ThinkParser is intended for use with models which always include <think>...</think> tags but do NOT parse them automatically. This will cause parsing failures if the model does not include <think>...</think> tags, or if the chat template automatically removes <think>...</think> tags. In particular, you should NOT use this parser with Qwen3 or DeepSeek-R1 models.

Class Signature

class ThinkParser(Parser):
    def __init__(self, extract_fn: Callable[[str], str] = lambda x: x)

Parameters

extract_fn
Callable[[str], str]
default:"lambda x: x"
Optional extraction function to further process the parsed text after removing think tags. For example, you can use this to extract boxed answers from math problems.

Methods

parse

Extracts content after the last </think> tag.
def parse(self, text: str) -> str
text
str
required
The text to parse, potentially containing <think>...</think> tags
Returns: The content after the last </think> tag, or an empty string if no </think> tag is found. The result is then passed through extract_fn if provided. Behavior:
  • If </think> is found: Returns everything after the last </think> tag
  • If </think> is NOT found: Returns an empty string (strict enforcement)
  • Whitespace is automatically stripped

get_format_reward_func

Returns a reward function that validates the think tag format in completions.
def get_format_reward_func(self) -> Callable
Returns: A reward function that checks if each assistant message follows the correct format:
  • Must start with <think>
  • Must contain exactly one <think> tag
  • Must contain exactly one </think> tag
  • Must have non-empty content after </think>
The reward function returns the average score across all assistant messages (1.0 for well-formatted, 0.0 for poorly-formatted).

Usage Examples

Basic Usage

import verifiers as vf

# Create parser
parser = vf.ThinkParser()

# Parse text with think tags
text = """<think>
Let me think about this problem.
I need to consider multiple factors.
</think>
The final answer is 42."""

result = parser.parse(text)
print(result)  # "The final answer is 42."

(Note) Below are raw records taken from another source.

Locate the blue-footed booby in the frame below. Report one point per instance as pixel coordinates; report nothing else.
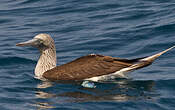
(92, 67)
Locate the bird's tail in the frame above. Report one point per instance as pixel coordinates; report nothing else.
(155, 56)
(148, 60)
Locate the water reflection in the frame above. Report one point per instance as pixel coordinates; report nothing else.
(119, 90)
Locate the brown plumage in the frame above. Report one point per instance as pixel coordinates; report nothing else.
(83, 68)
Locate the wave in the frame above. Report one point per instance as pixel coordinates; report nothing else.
(14, 60)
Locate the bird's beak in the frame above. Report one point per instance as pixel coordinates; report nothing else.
(33, 42)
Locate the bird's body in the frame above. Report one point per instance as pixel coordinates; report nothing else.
(91, 67)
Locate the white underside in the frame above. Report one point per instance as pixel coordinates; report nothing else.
(117, 74)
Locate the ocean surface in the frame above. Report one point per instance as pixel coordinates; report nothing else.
(118, 28)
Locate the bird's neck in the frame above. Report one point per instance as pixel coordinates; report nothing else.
(46, 61)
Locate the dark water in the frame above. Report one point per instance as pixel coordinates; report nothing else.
(127, 29)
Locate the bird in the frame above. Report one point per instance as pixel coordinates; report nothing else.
(91, 67)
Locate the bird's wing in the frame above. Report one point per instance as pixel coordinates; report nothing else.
(87, 67)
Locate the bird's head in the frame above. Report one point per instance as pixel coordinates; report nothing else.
(40, 41)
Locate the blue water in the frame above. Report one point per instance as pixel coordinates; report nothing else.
(126, 29)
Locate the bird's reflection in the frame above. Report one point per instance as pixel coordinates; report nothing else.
(118, 90)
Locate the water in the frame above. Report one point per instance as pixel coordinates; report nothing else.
(127, 29)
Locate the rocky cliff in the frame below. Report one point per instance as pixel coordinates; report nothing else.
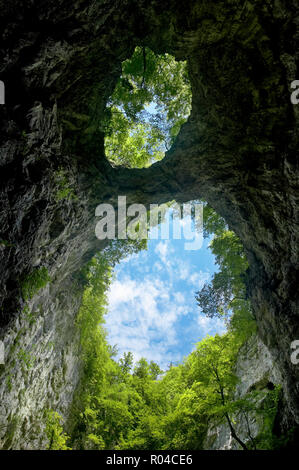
(59, 62)
(256, 371)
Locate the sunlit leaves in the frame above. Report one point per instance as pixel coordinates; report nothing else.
(151, 101)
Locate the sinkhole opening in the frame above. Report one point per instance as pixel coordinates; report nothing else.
(151, 101)
(161, 328)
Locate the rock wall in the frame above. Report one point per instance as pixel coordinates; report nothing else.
(256, 370)
(238, 150)
(42, 368)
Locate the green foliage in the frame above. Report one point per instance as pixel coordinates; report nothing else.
(127, 405)
(225, 295)
(135, 136)
(54, 431)
(35, 281)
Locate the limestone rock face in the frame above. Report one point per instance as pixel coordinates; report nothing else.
(256, 369)
(238, 150)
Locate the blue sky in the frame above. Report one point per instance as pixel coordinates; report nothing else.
(152, 308)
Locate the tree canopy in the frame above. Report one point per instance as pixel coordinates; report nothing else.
(151, 101)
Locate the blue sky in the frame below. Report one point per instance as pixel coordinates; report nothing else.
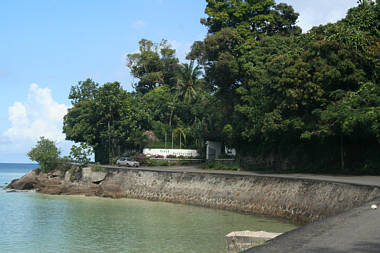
(47, 46)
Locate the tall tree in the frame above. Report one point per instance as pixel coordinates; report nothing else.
(153, 65)
(188, 80)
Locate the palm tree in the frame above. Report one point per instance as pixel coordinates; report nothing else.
(188, 81)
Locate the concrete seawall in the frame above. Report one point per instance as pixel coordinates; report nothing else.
(300, 200)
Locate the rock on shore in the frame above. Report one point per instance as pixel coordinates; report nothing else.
(299, 200)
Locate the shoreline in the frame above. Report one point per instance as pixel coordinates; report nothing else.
(329, 211)
(300, 200)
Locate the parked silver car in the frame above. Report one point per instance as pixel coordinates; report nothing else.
(125, 161)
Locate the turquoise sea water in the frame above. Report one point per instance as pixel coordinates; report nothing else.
(32, 222)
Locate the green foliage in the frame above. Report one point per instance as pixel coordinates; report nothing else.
(111, 120)
(45, 153)
(81, 154)
(154, 65)
(283, 98)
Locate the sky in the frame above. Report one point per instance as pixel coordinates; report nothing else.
(47, 46)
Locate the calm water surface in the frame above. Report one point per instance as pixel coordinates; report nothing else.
(32, 222)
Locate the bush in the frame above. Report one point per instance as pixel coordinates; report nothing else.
(45, 153)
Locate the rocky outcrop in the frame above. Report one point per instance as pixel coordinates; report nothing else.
(301, 200)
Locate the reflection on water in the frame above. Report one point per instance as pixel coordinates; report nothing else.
(31, 222)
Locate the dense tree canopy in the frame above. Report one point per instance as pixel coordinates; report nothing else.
(283, 99)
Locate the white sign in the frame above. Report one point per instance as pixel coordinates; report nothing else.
(166, 152)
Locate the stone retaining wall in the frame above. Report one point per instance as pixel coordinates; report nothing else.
(300, 200)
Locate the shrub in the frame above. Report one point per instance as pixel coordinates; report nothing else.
(45, 153)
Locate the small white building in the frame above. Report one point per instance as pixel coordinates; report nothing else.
(166, 152)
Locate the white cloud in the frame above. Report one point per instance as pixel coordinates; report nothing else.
(138, 24)
(39, 115)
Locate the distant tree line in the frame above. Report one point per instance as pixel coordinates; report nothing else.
(283, 99)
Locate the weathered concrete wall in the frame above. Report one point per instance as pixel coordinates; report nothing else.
(300, 200)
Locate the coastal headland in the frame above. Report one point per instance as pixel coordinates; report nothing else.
(301, 200)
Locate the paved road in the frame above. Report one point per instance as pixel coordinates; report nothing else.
(360, 180)
(355, 231)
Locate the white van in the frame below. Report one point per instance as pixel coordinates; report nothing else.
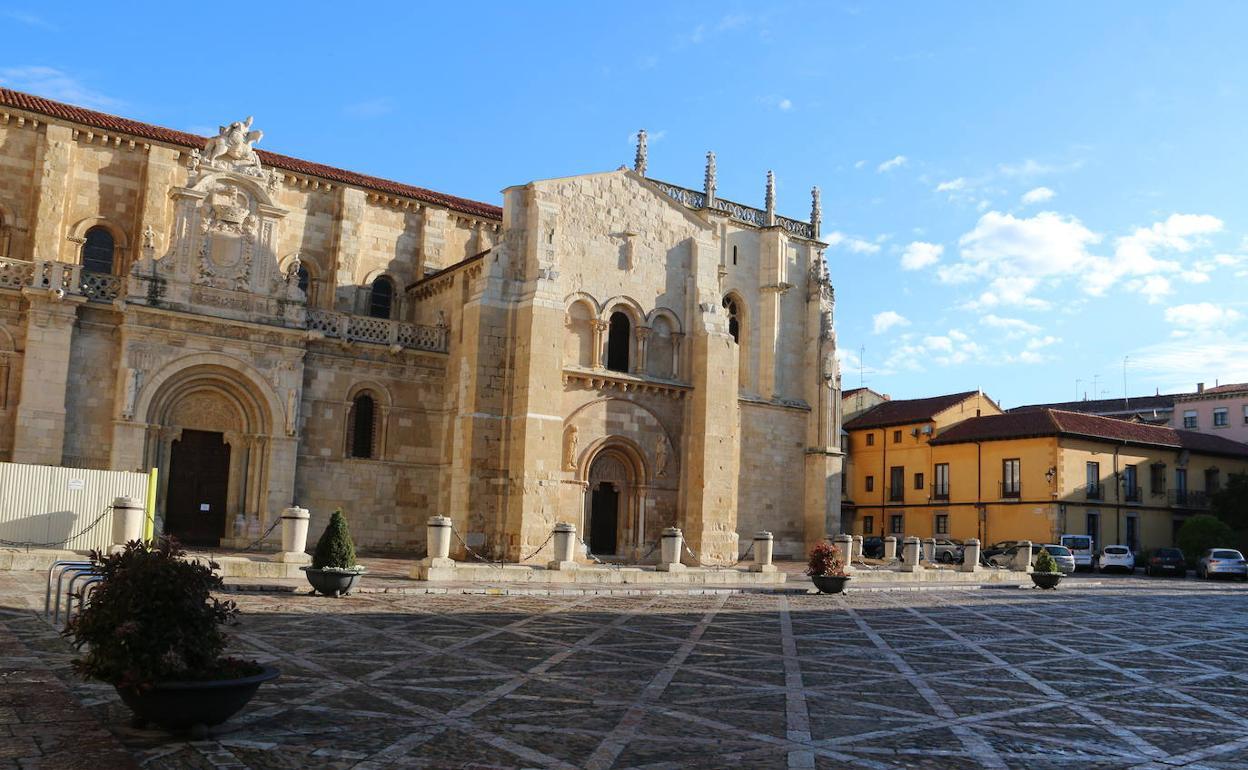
(1081, 547)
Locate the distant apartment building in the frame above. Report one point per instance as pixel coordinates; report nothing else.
(1221, 409)
(935, 468)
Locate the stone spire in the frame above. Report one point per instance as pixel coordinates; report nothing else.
(709, 184)
(642, 150)
(816, 212)
(770, 197)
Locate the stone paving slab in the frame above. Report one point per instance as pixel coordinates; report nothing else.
(1117, 674)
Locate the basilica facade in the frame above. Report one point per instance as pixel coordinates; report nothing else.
(607, 350)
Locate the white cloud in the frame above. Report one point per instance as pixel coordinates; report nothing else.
(1201, 316)
(892, 162)
(887, 320)
(920, 253)
(859, 246)
(1037, 195)
(55, 84)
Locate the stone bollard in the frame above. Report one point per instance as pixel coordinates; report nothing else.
(1022, 559)
(295, 536)
(890, 548)
(127, 522)
(763, 545)
(437, 565)
(970, 555)
(564, 543)
(910, 554)
(670, 545)
(930, 550)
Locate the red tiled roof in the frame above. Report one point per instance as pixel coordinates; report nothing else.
(1053, 422)
(905, 411)
(121, 125)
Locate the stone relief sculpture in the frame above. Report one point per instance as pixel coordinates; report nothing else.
(570, 438)
(232, 150)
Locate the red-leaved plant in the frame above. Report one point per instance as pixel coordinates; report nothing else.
(154, 618)
(825, 560)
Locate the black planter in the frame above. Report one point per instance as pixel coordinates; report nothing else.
(830, 584)
(332, 583)
(194, 705)
(1046, 579)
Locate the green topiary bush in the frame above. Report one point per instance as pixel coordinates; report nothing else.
(1199, 533)
(335, 549)
(1045, 562)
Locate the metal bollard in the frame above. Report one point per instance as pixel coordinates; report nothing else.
(763, 549)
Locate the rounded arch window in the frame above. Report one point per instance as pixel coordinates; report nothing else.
(734, 318)
(381, 298)
(97, 251)
(619, 336)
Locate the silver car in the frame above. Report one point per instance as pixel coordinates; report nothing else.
(1061, 554)
(1226, 562)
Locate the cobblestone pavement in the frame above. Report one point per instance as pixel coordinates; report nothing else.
(1135, 673)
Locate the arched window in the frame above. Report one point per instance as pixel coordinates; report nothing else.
(381, 298)
(97, 251)
(619, 338)
(734, 318)
(362, 427)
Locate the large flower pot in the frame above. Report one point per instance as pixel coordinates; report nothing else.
(1046, 579)
(333, 582)
(194, 705)
(830, 584)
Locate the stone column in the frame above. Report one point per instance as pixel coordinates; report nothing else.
(845, 544)
(597, 330)
(763, 545)
(295, 536)
(970, 555)
(1022, 559)
(670, 547)
(910, 555)
(39, 434)
(930, 549)
(437, 565)
(563, 544)
(890, 548)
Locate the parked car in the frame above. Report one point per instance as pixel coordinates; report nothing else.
(1217, 562)
(1116, 557)
(1061, 554)
(1081, 547)
(949, 552)
(1166, 562)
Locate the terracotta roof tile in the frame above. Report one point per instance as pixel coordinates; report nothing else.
(121, 125)
(1053, 422)
(905, 411)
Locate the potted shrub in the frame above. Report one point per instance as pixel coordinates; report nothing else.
(1045, 573)
(826, 568)
(152, 630)
(333, 570)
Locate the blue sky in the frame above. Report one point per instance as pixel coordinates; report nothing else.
(1018, 196)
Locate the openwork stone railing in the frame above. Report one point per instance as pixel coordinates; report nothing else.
(738, 211)
(69, 278)
(382, 331)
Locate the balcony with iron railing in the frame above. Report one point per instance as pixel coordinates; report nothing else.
(104, 287)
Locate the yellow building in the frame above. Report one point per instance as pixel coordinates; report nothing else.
(1031, 474)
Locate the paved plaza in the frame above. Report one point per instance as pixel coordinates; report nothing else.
(1113, 673)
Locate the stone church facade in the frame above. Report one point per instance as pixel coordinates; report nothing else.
(605, 350)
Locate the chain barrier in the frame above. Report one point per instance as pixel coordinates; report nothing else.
(729, 565)
(59, 543)
(538, 549)
(497, 564)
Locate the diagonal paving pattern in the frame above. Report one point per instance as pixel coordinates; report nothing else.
(1133, 674)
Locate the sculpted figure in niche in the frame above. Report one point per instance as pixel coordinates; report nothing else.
(569, 447)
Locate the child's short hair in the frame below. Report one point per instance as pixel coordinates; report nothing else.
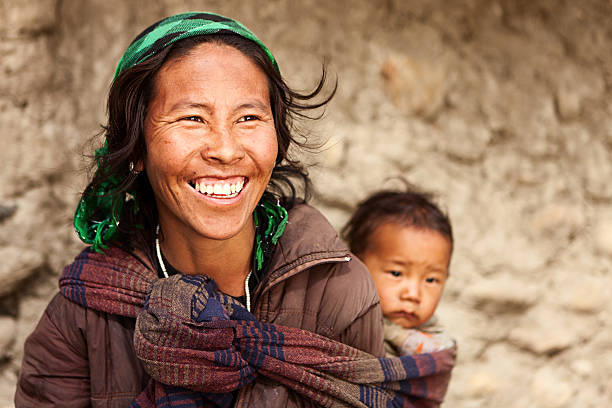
(410, 208)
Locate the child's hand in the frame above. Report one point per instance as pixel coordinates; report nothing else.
(414, 341)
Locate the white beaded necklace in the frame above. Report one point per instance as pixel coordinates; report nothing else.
(163, 268)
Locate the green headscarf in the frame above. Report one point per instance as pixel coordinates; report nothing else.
(96, 218)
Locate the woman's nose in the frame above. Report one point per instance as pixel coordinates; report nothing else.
(222, 146)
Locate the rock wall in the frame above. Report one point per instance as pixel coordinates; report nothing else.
(503, 108)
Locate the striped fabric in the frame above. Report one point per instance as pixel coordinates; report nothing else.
(178, 27)
(199, 345)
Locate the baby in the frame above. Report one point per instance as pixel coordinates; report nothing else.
(406, 242)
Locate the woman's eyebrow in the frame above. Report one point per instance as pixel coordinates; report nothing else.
(254, 104)
(192, 105)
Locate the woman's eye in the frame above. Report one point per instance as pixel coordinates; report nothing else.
(248, 118)
(193, 119)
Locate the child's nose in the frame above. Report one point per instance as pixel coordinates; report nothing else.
(411, 291)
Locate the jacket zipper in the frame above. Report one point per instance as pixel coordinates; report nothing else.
(298, 269)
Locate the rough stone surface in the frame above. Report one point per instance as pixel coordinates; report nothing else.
(503, 108)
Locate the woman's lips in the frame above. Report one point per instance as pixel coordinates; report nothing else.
(219, 188)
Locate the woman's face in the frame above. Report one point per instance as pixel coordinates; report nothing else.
(211, 142)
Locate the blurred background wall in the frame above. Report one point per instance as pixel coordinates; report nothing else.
(502, 108)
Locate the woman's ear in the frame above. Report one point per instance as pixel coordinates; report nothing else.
(139, 166)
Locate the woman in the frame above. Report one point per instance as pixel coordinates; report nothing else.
(198, 242)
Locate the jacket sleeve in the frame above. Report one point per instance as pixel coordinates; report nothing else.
(55, 368)
(357, 309)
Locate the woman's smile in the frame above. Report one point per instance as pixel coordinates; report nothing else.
(211, 143)
(219, 188)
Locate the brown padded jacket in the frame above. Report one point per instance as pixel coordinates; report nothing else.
(79, 357)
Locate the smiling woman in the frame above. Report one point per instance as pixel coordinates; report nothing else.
(208, 281)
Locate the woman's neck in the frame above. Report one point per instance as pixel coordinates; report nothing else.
(228, 262)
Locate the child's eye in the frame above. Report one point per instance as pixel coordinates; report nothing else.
(246, 118)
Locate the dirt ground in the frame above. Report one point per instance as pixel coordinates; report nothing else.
(502, 108)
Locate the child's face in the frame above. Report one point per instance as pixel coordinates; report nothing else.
(409, 267)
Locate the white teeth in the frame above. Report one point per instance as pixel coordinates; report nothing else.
(220, 189)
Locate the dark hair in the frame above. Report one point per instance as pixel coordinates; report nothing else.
(128, 101)
(410, 208)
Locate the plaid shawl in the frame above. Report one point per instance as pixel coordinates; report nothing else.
(198, 344)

With Custom Extraction Function

import re
import verifiers as vf

def extract_boxed(text: str) -> str:
    """Extract content from \boxed{...}"""
    match = re.search(r'\\boxed\{([^}]+)\}', text)
    return match.group(1) if match else text

# Create parser with extraction
parser = vf.ThinkParser(extract_fn=extract_boxed)

text = """<think>
I need to solve this step by step.
</think>
The answer is \\boxed{42}."""

result = parser.parse(text)
print(result)  # "42"

Using Format Reward Function

import verifiers as vf

parser = vf.ThinkParser()
reward_func = parser.get_format_reward_func()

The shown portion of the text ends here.